Ty Pennington and the crew find families in need and provide them with an amazing new home to help them overcome life’s challenges. The episodes are emotionally charged, uplifting, and moving but in the end, many of these families continue to suffer. With such a lavish new home, their mortgages are adjusted accordingly and several of the families can’t keep up with the payments. As a result, many of those featured on the
ABC reality show are now facing foreclosure.
“A lot of people think when you get the house you get the mortgage,”
Extreme Makeover: Home Edition contestant Brian Wofford says. ”Well, you don’t.” Wofford is a widowed father of eight children who has spent two years attempting to get his mortgage loan adjusted after it jumped to an unreasonable rate.
Eric Hebert was given a new home on
Extreme Makeover: Home Edition after he adopted his deceased sister’s twins. The Idaho resident is the first contestant to officially foreclose after his loan grew unmanageable. In addition to Hebert and Wofford, four other families from
Extreme Makeover: Home Edition are in danger of foreclosure. The Georgia-based Harper family, Arizona-based Okvaths, and Oregon-based Byers are all families fighting to keep their extravagant homes. As these families and more struggle to avoid foreclosure, producers from
Extreme Makeover: Home Edition are making some changes to the show’s format.
Future homes that are built on
Extreme Makeover: Home Edition will be considerably smaller than homes built in the past.
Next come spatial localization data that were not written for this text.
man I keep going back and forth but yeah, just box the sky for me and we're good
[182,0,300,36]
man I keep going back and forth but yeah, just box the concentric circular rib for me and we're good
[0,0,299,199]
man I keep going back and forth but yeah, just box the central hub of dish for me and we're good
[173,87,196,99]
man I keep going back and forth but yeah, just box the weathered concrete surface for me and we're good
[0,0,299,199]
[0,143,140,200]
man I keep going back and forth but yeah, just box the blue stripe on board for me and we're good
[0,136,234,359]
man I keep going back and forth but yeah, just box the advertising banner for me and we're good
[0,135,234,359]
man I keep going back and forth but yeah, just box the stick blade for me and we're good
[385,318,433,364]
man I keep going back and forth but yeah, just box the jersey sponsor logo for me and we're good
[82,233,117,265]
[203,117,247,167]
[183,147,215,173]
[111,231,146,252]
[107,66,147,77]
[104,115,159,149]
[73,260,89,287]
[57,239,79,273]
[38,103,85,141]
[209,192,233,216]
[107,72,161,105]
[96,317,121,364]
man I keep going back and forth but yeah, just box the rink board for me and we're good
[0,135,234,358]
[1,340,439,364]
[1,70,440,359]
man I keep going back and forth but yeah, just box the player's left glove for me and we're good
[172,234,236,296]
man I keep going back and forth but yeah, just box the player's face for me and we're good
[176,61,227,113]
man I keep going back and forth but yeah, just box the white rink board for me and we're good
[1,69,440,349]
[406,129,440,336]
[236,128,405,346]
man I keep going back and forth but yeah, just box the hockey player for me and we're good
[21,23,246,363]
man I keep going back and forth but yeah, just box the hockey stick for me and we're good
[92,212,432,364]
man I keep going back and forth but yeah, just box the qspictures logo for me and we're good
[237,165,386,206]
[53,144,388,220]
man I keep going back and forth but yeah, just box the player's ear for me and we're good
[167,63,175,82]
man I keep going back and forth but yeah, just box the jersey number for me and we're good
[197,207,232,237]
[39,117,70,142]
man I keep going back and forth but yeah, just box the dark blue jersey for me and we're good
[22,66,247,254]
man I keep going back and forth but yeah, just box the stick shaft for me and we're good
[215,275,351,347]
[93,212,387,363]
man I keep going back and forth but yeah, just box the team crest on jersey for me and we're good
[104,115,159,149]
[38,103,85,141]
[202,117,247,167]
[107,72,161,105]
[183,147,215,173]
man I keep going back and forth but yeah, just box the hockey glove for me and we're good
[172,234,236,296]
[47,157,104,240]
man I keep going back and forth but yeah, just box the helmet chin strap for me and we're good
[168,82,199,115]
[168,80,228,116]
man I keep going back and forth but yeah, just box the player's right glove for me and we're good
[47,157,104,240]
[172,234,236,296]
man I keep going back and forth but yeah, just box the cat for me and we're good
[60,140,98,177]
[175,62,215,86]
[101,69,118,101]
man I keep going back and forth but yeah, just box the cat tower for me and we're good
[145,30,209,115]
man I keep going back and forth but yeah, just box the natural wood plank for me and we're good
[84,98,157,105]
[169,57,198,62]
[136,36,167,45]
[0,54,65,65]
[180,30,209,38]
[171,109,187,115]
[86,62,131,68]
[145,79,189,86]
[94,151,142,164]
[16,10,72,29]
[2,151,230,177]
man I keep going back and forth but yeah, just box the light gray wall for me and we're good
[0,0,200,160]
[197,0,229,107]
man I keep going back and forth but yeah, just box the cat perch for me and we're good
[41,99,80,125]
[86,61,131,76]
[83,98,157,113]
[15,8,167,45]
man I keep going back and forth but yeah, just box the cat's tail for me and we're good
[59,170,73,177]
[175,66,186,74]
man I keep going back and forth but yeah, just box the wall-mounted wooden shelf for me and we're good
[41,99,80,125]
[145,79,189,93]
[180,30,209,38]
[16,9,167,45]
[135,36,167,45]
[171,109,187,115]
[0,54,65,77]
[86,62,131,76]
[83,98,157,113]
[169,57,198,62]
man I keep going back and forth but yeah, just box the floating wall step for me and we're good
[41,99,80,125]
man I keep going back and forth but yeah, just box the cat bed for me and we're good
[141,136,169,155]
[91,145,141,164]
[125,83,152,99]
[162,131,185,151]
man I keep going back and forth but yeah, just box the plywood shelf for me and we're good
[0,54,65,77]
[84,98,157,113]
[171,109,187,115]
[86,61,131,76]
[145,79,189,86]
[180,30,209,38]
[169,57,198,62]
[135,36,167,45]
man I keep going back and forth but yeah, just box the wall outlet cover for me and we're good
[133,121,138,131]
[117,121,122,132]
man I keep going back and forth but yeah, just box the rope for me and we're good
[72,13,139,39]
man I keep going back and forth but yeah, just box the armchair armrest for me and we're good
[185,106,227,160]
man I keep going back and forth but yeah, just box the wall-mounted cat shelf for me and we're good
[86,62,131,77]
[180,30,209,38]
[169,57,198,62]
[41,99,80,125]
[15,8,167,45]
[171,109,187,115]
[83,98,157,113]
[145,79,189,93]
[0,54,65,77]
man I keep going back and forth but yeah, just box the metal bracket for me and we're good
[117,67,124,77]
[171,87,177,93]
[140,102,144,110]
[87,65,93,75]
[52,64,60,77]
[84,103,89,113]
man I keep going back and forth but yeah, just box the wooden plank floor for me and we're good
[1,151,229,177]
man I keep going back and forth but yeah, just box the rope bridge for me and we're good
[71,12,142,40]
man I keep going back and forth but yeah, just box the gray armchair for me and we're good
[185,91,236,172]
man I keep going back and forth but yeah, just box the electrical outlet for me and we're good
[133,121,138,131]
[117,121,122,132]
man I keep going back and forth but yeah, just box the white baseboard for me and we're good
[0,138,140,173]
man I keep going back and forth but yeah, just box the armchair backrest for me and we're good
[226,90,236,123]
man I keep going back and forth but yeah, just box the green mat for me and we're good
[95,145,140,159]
Swimming pools are no longer standard, unless they aid in lowering water costs, and expensive landscaping will no longer be included, opting for more natural and affordable designs instead. The show’s producers deny that these changes are in direct response to the foreclosures, instead attributing it to the economic downturn.
“
Extreme Makeover: Home Edition has always strived along with our volunteer builders to create not only ‘extreme’ homes, but homes that work for the owners for years to come,” a spokesperson for the show said. “As always, we are striving to build greener, more affordable and environmentally responsible homes, and redoubling those efforts for years to come.”